Contudo é inegável que adiámos, continuou, e agora é "muito tarde para isso". Por mais desconfortável que "essa realidade possa parecer, é exatamente isso que os nossos líderes decidiram para todos nós ao longo de décadas de inatividade". A jovem ativista acusou mesmo os governantes de "décadas de blá, blá, blá".
Reduções drásticas e imediatas

Em vésperas de iniciar a Conferência das Nações Unidas sobre as Alterações Climáticas de 2021 (COP26), Greta Thunberg recordou que se o objetivo for alcançar, pelo menos, as metas estabelecidas no Acordo de Paris, são necessárias "reduções de emissões anuais drásticas e imediatas". E, visto que ainda não dispomos das "soluções tecnológicas" que no futuro podem responder às necessidades, "temos de fazer mudanças essenciais na nossa sociedade".

"Neste momento, estamos a caminhar a passos largos para um mundo, pelo menos, 2,7°C mais quente até ao final deste século - e isso apenas se os países cumprirem todas as promessas que fizeram", continuou, acrescentando que as nações estão longe de o fazer e de conseguir alcançar estas metas.

De acordo com os especialistas, o ano de 2021 terá o segundo maior aumento de emissões já registado, e as emissões globais deverão aumentar 16 por cento até 2030, comparativamente aos níveis de 2010. E, segundo a Agência Internacional de Energia, apenas dois por cento dos gastos de recuperação dos governos foi investido em energia limpa, tendo aumentado a produção e queima de carvão, petróleo e gás só em 2020.

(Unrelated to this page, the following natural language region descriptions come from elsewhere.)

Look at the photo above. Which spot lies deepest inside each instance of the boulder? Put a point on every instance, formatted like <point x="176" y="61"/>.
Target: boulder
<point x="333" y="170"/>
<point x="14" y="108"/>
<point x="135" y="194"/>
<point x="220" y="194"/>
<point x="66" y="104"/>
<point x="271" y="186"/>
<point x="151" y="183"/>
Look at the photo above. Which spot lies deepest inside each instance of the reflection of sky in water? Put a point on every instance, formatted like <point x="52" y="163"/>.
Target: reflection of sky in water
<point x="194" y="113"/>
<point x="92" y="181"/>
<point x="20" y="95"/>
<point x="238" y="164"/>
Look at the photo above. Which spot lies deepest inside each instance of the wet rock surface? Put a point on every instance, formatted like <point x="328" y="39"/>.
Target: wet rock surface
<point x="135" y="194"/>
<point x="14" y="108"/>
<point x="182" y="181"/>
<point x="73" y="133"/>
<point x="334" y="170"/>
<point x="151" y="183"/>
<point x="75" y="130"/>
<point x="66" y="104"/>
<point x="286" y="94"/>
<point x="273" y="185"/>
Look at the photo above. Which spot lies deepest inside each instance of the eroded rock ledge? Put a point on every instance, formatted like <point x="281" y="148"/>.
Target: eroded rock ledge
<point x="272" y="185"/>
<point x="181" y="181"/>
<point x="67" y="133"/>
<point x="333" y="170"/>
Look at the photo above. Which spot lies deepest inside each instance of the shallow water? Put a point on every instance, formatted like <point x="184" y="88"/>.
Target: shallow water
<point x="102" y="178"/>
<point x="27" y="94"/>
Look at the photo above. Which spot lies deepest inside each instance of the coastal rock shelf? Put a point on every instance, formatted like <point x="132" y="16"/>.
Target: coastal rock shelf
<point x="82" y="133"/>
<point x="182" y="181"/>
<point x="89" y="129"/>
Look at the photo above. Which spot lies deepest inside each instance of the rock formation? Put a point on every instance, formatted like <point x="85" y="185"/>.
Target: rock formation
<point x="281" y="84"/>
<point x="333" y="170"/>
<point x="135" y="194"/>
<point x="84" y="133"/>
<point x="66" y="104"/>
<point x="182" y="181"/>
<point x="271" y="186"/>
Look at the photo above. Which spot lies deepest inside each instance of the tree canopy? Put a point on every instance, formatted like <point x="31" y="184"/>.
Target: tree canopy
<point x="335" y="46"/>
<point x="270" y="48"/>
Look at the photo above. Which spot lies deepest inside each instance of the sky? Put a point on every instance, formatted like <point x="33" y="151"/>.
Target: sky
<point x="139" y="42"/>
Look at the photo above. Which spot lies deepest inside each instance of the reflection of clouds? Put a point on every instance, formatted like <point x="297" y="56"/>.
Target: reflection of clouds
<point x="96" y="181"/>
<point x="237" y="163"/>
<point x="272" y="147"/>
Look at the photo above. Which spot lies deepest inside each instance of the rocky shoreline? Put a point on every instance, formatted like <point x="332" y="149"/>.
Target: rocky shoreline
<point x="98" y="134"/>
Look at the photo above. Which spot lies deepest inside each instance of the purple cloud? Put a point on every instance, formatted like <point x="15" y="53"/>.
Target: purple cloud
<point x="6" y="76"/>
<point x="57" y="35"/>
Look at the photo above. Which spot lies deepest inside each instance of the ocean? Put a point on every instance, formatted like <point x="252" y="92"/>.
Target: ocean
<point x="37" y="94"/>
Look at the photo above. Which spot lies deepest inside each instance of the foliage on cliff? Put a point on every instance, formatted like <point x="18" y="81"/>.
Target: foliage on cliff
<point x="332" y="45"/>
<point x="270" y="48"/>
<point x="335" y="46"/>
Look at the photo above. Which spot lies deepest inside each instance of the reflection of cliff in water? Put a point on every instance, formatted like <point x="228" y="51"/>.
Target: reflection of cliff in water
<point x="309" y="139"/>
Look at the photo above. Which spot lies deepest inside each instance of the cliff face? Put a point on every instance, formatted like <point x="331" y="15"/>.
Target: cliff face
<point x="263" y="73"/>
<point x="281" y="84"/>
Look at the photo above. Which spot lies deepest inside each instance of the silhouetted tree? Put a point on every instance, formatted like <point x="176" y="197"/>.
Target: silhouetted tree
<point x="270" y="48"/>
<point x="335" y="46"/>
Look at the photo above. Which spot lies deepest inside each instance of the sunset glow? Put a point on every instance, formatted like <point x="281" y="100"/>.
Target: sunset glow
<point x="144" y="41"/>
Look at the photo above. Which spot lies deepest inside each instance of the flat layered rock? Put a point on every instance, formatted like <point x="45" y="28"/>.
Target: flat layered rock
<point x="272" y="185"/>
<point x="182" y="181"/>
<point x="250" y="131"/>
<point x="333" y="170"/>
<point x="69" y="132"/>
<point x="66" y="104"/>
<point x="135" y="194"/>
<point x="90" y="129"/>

"Esta é a maneira que a ciência tem para nos dizer que não conseguimos atingir as nossas metas sem uma mudança no sistema", escreveu a ativista.
Governos "distorcem" valores de emissões

"Estamos a falhar totalmente para alcançar metas que são completamente insuficientes", repetiu a crítica.

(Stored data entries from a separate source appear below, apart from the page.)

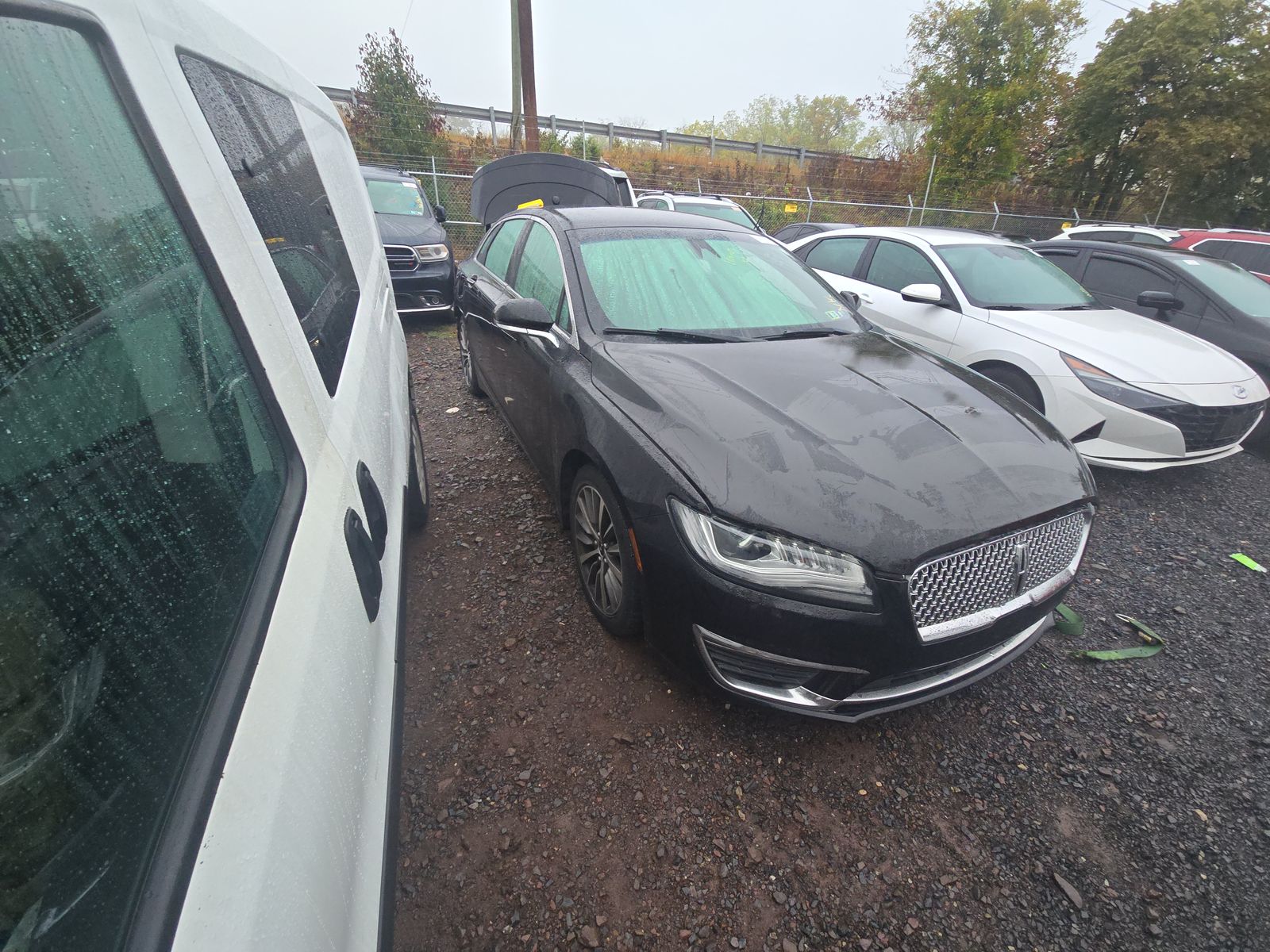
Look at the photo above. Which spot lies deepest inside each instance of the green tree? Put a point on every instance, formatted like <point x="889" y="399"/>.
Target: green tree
<point x="1178" y="94"/>
<point x="829" y="124"/>
<point x="988" y="78"/>
<point x="394" y="114"/>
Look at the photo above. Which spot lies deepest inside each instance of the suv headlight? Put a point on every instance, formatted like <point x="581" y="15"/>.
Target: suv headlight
<point x="775" y="562"/>
<point x="432" y="253"/>
<point x="1115" y="389"/>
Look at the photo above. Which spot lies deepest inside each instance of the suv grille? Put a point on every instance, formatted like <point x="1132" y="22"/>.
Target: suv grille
<point x="971" y="589"/>
<point x="1210" y="427"/>
<point x="400" y="258"/>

"E essa não é a pior parte. No meu próprio país, a Suécia, uma investigação jornalística concluiu recentemente que, uma vez que sejam incluídas todas as emissões reais do país (territorial, biogénica, consumo de bens importados, queima de biomassa, investimentos em fundos de pensão, entra outras coisas), apenas um terço desse total é contabilizado nas metas climáticas do Governo. É fácil adivinhar que isto não é apenas um fenómeno sueco".

"Certamente, o primeiro passo para responder a uma crise climática deve ser incluir todas as nossas emissões reais nas estatísticas, a fim de obter uma visão geral holística", esclareceu. "Dessa forma, conseguiríamos avaliar a situação e começar a fazer as mudanças necessárias. Mas essa abordagem não foi adotada - nem mesmo proposta - por nenhum líder mundial. Pelo contrário, todos recorrem a táticas de comunicação e relações públicas para parecer que estão a agir".

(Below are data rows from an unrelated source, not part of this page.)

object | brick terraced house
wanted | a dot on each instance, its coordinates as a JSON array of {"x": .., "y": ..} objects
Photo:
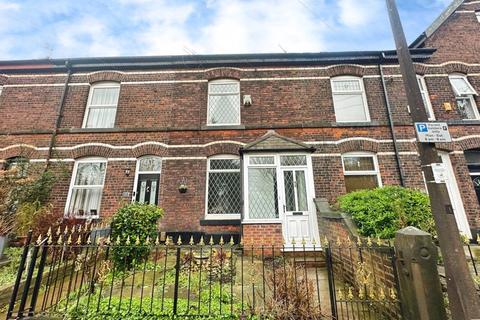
[{"x": 243, "y": 144}]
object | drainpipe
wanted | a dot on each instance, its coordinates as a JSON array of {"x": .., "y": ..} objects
[
  {"x": 392, "y": 126},
  {"x": 59, "y": 116}
]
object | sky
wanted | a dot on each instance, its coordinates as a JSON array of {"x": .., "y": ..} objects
[{"x": 37, "y": 29}]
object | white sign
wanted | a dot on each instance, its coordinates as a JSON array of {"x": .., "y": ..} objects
[
  {"x": 439, "y": 173},
  {"x": 432, "y": 132}
]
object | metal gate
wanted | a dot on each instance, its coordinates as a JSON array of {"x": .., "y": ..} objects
[{"x": 73, "y": 274}]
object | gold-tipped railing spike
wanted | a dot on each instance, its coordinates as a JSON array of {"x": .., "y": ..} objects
[
  {"x": 381, "y": 295},
  {"x": 350, "y": 293}
]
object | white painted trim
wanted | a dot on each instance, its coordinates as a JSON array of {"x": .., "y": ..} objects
[
  {"x": 361, "y": 92},
  {"x": 220, "y": 216},
  {"x": 72, "y": 183}
]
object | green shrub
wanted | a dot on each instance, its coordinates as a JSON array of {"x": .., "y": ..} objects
[
  {"x": 130, "y": 222},
  {"x": 382, "y": 211}
]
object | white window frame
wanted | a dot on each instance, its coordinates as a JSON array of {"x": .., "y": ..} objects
[
  {"x": 138, "y": 172},
  {"x": 223, "y": 81},
  {"x": 72, "y": 185},
  {"x": 279, "y": 172},
  {"x": 468, "y": 96},
  {"x": 375, "y": 172},
  {"x": 362, "y": 92},
  {"x": 424, "y": 91},
  {"x": 218, "y": 216},
  {"x": 104, "y": 84}
]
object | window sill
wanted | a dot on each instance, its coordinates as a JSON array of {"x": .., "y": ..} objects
[
  {"x": 220, "y": 221},
  {"x": 222, "y": 127},
  {"x": 262, "y": 221}
]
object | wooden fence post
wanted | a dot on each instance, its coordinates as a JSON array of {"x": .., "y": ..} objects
[{"x": 420, "y": 289}]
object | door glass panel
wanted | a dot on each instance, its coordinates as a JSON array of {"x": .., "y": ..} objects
[
  {"x": 289, "y": 191},
  {"x": 301, "y": 190},
  {"x": 143, "y": 190},
  {"x": 262, "y": 193}
]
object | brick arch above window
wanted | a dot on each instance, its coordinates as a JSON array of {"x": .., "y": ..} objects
[
  {"x": 99, "y": 76},
  {"x": 150, "y": 150},
  {"x": 23, "y": 151},
  {"x": 346, "y": 70},
  {"x": 91, "y": 151},
  {"x": 223, "y": 73},
  {"x": 222, "y": 148},
  {"x": 358, "y": 145}
]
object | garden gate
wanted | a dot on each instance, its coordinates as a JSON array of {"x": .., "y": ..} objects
[{"x": 72, "y": 274}]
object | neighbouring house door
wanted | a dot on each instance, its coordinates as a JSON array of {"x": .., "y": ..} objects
[
  {"x": 295, "y": 205},
  {"x": 455, "y": 197},
  {"x": 147, "y": 188}
]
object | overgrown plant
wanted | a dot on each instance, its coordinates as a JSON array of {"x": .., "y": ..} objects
[
  {"x": 131, "y": 223},
  {"x": 382, "y": 211}
]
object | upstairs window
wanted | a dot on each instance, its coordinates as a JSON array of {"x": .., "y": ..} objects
[
  {"x": 86, "y": 188},
  {"x": 425, "y": 97},
  {"x": 349, "y": 99},
  {"x": 102, "y": 105},
  {"x": 223, "y": 186},
  {"x": 224, "y": 102},
  {"x": 361, "y": 171},
  {"x": 464, "y": 93}
]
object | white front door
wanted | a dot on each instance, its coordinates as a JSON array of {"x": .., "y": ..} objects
[
  {"x": 455, "y": 197},
  {"x": 295, "y": 205}
]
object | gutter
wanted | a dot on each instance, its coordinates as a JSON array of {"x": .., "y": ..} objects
[
  {"x": 59, "y": 117},
  {"x": 392, "y": 127}
]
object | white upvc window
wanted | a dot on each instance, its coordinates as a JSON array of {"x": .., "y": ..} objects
[
  {"x": 224, "y": 188},
  {"x": 86, "y": 187},
  {"x": 102, "y": 105},
  {"x": 464, "y": 94},
  {"x": 349, "y": 99},
  {"x": 425, "y": 97},
  {"x": 361, "y": 171},
  {"x": 223, "y": 102}
]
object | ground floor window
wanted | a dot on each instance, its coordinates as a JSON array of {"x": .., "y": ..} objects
[
  {"x": 224, "y": 190},
  {"x": 473, "y": 163},
  {"x": 360, "y": 171},
  {"x": 86, "y": 188},
  {"x": 147, "y": 179}
]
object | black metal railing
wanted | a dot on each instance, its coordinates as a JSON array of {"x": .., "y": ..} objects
[{"x": 82, "y": 275}]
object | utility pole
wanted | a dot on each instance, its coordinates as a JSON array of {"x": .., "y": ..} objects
[{"x": 463, "y": 298}]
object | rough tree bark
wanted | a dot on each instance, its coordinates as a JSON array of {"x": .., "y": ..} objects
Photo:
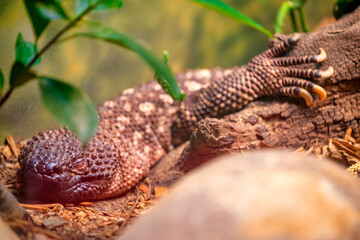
[
  {"x": 291, "y": 124},
  {"x": 285, "y": 123}
]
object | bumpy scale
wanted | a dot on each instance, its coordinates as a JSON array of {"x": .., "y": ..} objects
[{"x": 137, "y": 128}]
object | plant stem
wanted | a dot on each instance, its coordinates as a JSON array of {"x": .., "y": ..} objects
[
  {"x": 62, "y": 31},
  {"x": 6, "y": 96},
  {"x": 51, "y": 42}
]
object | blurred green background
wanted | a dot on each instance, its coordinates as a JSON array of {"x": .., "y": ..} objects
[{"x": 194, "y": 36}]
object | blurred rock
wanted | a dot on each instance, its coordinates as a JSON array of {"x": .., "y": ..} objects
[{"x": 259, "y": 195}]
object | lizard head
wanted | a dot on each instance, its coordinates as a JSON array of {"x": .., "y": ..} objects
[{"x": 55, "y": 168}]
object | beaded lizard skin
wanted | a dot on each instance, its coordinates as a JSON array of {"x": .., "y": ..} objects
[{"x": 138, "y": 127}]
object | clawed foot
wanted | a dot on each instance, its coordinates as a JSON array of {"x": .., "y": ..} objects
[{"x": 287, "y": 81}]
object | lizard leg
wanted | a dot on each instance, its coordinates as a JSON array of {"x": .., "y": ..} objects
[{"x": 295, "y": 87}]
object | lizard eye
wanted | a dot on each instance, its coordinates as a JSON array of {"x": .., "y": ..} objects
[{"x": 79, "y": 165}]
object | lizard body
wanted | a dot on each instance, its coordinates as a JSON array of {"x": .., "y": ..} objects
[{"x": 138, "y": 127}]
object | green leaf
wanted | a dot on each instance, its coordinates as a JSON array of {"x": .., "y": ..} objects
[
  {"x": 2, "y": 81},
  {"x": 25, "y": 51},
  {"x": 226, "y": 10},
  {"x": 160, "y": 67},
  {"x": 70, "y": 106},
  {"x": 82, "y": 5},
  {"x": 20, "y": 74},
  {"x": 42, "y": 11},
  {"x": 39, "y": 23},
  {"x": 50, "y": 9}
]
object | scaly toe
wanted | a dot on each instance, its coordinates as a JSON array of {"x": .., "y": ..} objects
[
  {"x": 320, "y": 91},
  {"x": 307, "y": 96}
]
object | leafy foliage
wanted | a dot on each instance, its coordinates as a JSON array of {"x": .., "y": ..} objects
[
  {"x": 82, "y": 5},
  {"x": 20, "y": 74},
  {"x": 67, "y": 103},
  {"x": 226, "y": 10},
  {"x": 25, "y": 51},
  {"x": 2, "y": 81},
  {"x": 342, "y": 7},
  {"x": 291, "y": 7}
]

O Reino Unido é, como aponta Greta Thunberg, "um exemplo clássico". Produz, anualmente, 570 milhões de barris de petróleo e de gás e, adicionalmente, extrai de uma plataforma continental mais 4,4 mil milhões de barris. Além disso, o Reino Unido está entre os dez maiores emissores do mundo.

"Entre 1990 e 2016, o Reino Unido reduziu as emissões territoriais em 41 por cento. No entanto, quando inclui a escala total das emissões do país - como o consumo de produtos importados, aviação internacional e transporte marítimo - a redução é de cerca de 15 por cento. E isso exclui a queima de biomassa, como na central elétrica Drax's Selby - uma central considerada de "energias renováveis" que é, de acordo com uma investigação, a maior emissora individual de dióxido de carbono do Reino Unido e a terceira maior em toda a Europa. Mesmo assim, o Governo ainda considera o Reino Unido um líder global no clima".

O Governo britânico anunciou, na terça-feira, uma estratégia de emissões zero, prometendo mais investimentos em carros elétricos, pontos de carregamento nas ruas e plantação de árvores. Embora tenha detalhado os planos para cumprir as metas legais de reduzir as emissões a zero até 2050, foi criticado por não dispor de políticas ou investimentos suficientes para impulsionar a transformação necessária.

Mas o Reino Unido não é o único a usar dessa "contabilidade criativa de carbono".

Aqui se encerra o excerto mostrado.